El Ayuntamiento de Sevilla estudia prohibir la celebración de eventos deportivos de carácter privado en el casco urbano debido a los problemas organizativos y de índole social que provocan las múltiples carreras que se desarrollan a lo largo del calendario y que suponen un auténtico problema organizativo, de recursos municipales, y molestias de todo tipo para los ciudadanos mientras que las empresas organizadoras hacen su agosto con este tipo de eventos. El concejal delegado de Movilidad, Juan Carlos Cabrera, viene trabajando en este sentido desde hace algún tiempo y  propone como alternativas, el Parque del Alamillo o la Avenida de la Raza.

Los fines de semana son especialmente complicados para los servicios municipales que deben atender una media, los meses considerados más tranquilos, de 40 eventos de todo tipo mientras que los meses de mayor actividad, que coinciden con el buen tiempo, hasta 80 eventos mensuales. La Policía Local debe hacer un tremendo esfuerzo, de entre 60 a 70 agentes para atender cada evento deportivo, con las consiguientes horas extras que se deben abonar, pero supone numerosos problemas para los sevillanos con los cortes de las calles por donde discurren las carreras, los cortes de las intersecciones, o las modificaciones de las líneas de Tussam. 


El traslado de los eventos deportivos al Parque del Alamillo o la Avenida de la Raza permitiría una notable reducción de los efectivos de Policía Local presentes en las pruebas y una menor repercusión en el tráfico rodado, facilitaría el acceso a los aparcamientos públicos y privados y la normalización de los transportes públicos los fines de semana. Esta medida no afectaría a los eventos de carácter público, ni a las carreras más significativas que suponen una importante promoción para la ciudad.

La medida tampoco afectaría a las numerosas procesiones que recorren las calles de la ciudad. De un lado porque las autoridades están obligadas a autorizarlas en cumplimiento de la legislación vigente, en este caso facilitando la libertad de culto y de otro por la propia naturaleza de los eventos. Una carrera se extiende durante varias horas a diferencia del paso de una procesión. Por otra parte, se destaca que en el caso de las procesiones no existe enriquecimiento.

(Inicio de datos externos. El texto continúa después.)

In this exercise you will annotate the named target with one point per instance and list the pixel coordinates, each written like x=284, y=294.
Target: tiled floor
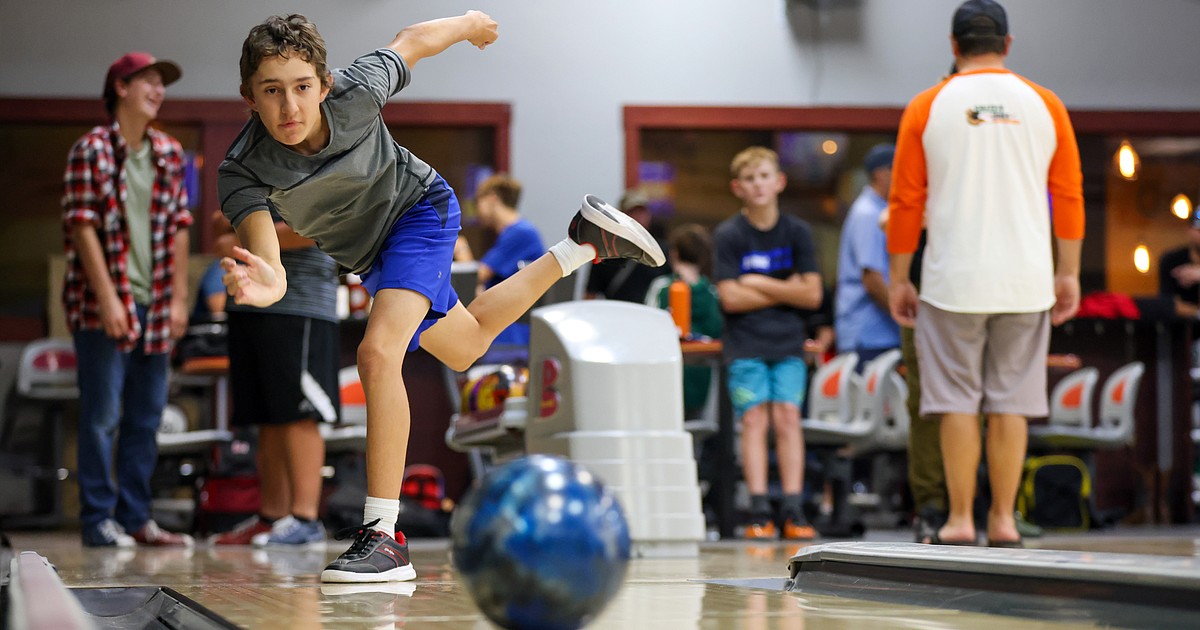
x=279, y=589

Las empresas que organizan pruebas deportivas han encontrado un filón económico en este tipo de eventos que no repercute en ningún caso en las ciudades donde se celebran. Existe un verdadero negocio alrededor de las carreras, que de un tiempo a esta parte se han puesto de moda, patrocinadas por grandes empresas o multinacionales con la participación de miles de personas que compran su dorsal y que a cambio, suelen recibir una camiseta.